Handwritten_Text_Recognition

Overview

Deep Learning framework for Line-level Handwritten Text Recognition

Short presentation of our project

  1. Introduction

  2. Installation
    2.a Install conda environment
    2.b Download databases

    • IAM dataset
    • ICFHR 2014 dataset
  3. How to use
    3.a Make predictions on unlabelled data using our best networks
    3.b Train and test a network from scratch
    3.c Test a model without retraining it

  4. References

  5. Contact

1. Introduction

This work was an internship project under Mathieu Aubry's supervision, at the LIGM lab, located in Paris.

In HTR, the task is to predict a transcript from an image of a handwritten text. A commonly used structure for this task is Convolutional Recurrent Neural Networks (CRNN). One CRNN network consists of a feature extractor (often with convolutional layers), followed by a recurrent network (LSTM).

This github provides a framework to train and test CRNN networks on handwritten grayscale line-level datasets. This github also provides code to generate predictions on an unlabelled, line-level, grayscale line-level dataset. There are several options for the structure of the CRNN used, image preprocessing, dataset used, data augmentation.

alt text

2. Installation

Prerequisites

Make sure you have Anaconda installed (version >= to 4.7.10, you may not be able to install correct dependencies if older). If not, follow the installation instructions provided at https://docs.anaconda.com/anaconda/install/.

Also pull the git.

2.a Download and activate conda environment

Once in the git folder on your machine, run the command lines :

conda env create -f HTR_environment.yml
conda activate HTR 

2.b Download databases

You will only need to download these databases if you want to train your own network from scratch. The framework is built to train a network on one of these 2 datasets : IAM and ICFHR2014 HTR competition. [ADD REF TO SLIDES]

  • Before downloading IAM dataset, you need to register on this website. Once that's done, you need to download :

    • The 'lines' folder at this link.
    • The 'split' folder at this link.
    • The 'lines.txt' file at this link.
  • For ICFHR2014 dataset, you need to download the 'BenthamDatasetR0-GT' folder at this link.

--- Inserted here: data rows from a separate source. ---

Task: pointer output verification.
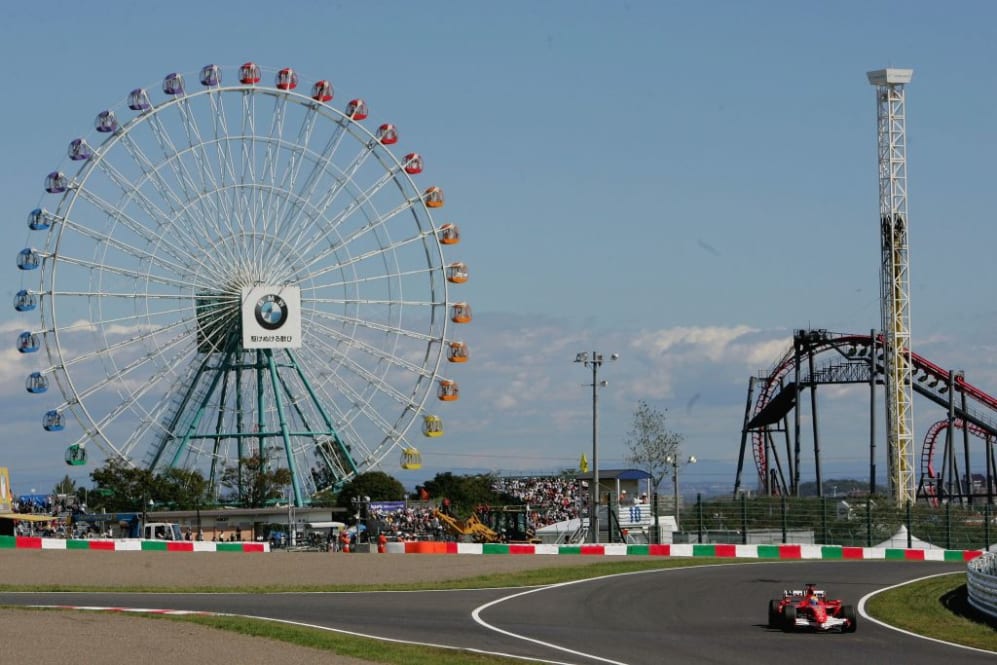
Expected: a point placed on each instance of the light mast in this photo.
(894, 291)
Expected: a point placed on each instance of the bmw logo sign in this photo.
(271, 311)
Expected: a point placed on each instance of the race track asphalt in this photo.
(714, 614)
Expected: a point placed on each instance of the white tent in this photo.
(899, 541)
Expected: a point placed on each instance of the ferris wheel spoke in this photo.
(108, 241)
(171, 154)
(179, 221)
(363, 407)
(270, 171)
(137, 275)
(377, 354)
(133, 402)
(167, 240)
(377, 327)
(370, 377)
(321, 167)
(370, 254)
(117, 212)
(359, 201)
(296, 159)
(371, 226)
(125, 370)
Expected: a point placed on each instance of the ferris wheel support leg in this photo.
(175, 420)
(288, 452)
(201, 409)
(343, 451)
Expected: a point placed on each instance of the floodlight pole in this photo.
(594, 361)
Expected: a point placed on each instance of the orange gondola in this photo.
(457, 273)
(413, 163)
(411, 459)
(432, 426)
(433, 197)
(448, 391)
(449, 234)
(460, 312)
(387, 134)
(457, 352)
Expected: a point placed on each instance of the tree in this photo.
(120, 488)
(652, 446)
(253, 485)
(467, 492)
(65, 486)
(378, 485)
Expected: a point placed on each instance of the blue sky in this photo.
(682, 183)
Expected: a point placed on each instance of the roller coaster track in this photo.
(852, 362)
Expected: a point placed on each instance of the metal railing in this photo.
(981, 583)
(864, 521)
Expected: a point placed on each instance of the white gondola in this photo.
(211, 76)
(36, 383)
(53, 421)
(173, 84)
(27, 342)
(28, 259)
(79, 150)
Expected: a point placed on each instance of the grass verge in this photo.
(936, 607)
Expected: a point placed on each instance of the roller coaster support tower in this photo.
(895, 276)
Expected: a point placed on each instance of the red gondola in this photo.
(249, 73)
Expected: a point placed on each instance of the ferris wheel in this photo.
(229, 271)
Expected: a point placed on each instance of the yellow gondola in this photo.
(432, 426)
(448, 391)
(457, 352)
(411, 459)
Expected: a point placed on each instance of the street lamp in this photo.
(594, 361)
(674, 461)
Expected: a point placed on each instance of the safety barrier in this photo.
(981, 583)
(127, 545)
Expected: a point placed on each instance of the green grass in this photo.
(936, 607)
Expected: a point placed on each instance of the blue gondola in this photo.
(36, 383)
(56, 182)
(25, 301)
(39, 219)
(76, 455)
(53, 421)
(106, 122)
(173, 84)
(79, 150)
(28, 259)
(27, 342)
(138, 100)
(211, 76)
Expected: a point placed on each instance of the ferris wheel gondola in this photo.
(230, 271)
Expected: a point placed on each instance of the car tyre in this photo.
(848, 613)
(774, 614)
(789, 617)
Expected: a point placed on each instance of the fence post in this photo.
(986, 527)
(823, 520)
(868, 522)
(744, 519)
(948, 525)
(699, 512)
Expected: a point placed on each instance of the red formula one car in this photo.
(811, 608)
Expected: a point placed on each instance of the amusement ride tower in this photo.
(895, 276)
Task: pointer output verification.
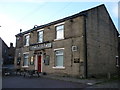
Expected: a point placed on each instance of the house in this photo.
(3, 52)
(83, 45)
(6, 53)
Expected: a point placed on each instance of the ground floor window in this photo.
(25, 62)
(59, 58)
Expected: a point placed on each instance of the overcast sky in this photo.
(24, 14)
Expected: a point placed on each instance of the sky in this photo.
(24, 14)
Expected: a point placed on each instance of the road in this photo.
(35, 82)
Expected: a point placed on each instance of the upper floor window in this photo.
(60, 32)
(26, 59)
(40, 36)
(26, 41)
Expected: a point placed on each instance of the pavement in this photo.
(92, 83)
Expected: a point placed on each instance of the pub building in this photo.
(84, 45)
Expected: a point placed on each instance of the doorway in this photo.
(39, 63)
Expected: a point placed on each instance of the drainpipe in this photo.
(85, 48)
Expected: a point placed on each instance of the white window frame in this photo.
(56, 36)
(59, 67)
(26, 44)
(41, 30)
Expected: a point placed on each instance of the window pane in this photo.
(59, 61)
(59, 57)
(27, 40)
(40, 36)
(60, 34)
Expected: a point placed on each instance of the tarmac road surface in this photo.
(35, 82)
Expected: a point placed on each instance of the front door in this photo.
(39, 63)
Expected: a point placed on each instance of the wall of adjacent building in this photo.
(102, 42)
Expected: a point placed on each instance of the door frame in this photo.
(36, 62)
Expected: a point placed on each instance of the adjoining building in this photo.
(84, 45)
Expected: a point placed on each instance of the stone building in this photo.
(6, 53)
(84, 45)
(3, 52)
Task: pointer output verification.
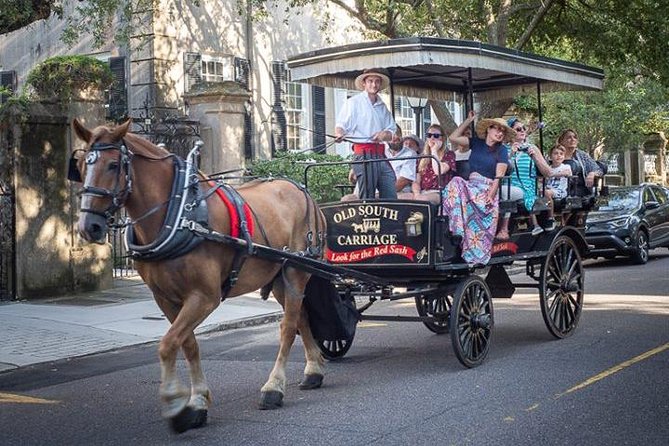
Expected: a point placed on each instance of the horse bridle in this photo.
(117, 194)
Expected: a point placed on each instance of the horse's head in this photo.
(104, 170)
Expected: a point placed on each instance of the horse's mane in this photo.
(143, 147)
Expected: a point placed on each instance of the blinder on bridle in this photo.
(73, 173)
(117, 195)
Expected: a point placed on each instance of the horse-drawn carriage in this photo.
(197, 240)
(407, 244)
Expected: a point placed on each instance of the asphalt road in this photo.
(399, 384)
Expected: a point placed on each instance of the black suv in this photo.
(629, 221)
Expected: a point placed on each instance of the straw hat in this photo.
(360, 80)
(419, 142)
(483, 124)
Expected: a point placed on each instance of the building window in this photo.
(404, 116)
(205, 68)
(295, 100)
(217, 69)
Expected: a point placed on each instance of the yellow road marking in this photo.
(371, 324)
(22, 399)
(615, 369)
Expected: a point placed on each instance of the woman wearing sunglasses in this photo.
(583, 166)
(428, 186)
(526, 159)
(472, 205)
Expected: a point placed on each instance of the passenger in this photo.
(582, 165)
(365, 119)
(427, 186)
(557, 184)
(472, 205)
(526, 159)
(405, 169)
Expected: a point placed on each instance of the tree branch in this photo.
(538, 17)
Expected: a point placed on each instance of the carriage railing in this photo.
(371, 161)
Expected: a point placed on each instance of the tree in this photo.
(19, 13)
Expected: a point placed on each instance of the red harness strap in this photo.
(234, 217)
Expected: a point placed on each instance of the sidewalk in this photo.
(44, 330)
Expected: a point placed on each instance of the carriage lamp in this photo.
(414, 224)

Make sure to download the two databases in the same folder. Structure must be

Your data folder / 
    IAM/
        lines.txt
        lines/
        split/
            trainset.txt
            testset.txt
            validationset1.txt
            validationset2.txt
            
    ICFHR2014/
        BenthamDatasetR0-GT/ 

    Your own dataset/

3. How to use

3.a Make predictions on your own unlabelled dataset

Running this code will use model stored at model_path to make predictions on images stored in data_path. The predictions will be stored in predictions.txt in data_path folder.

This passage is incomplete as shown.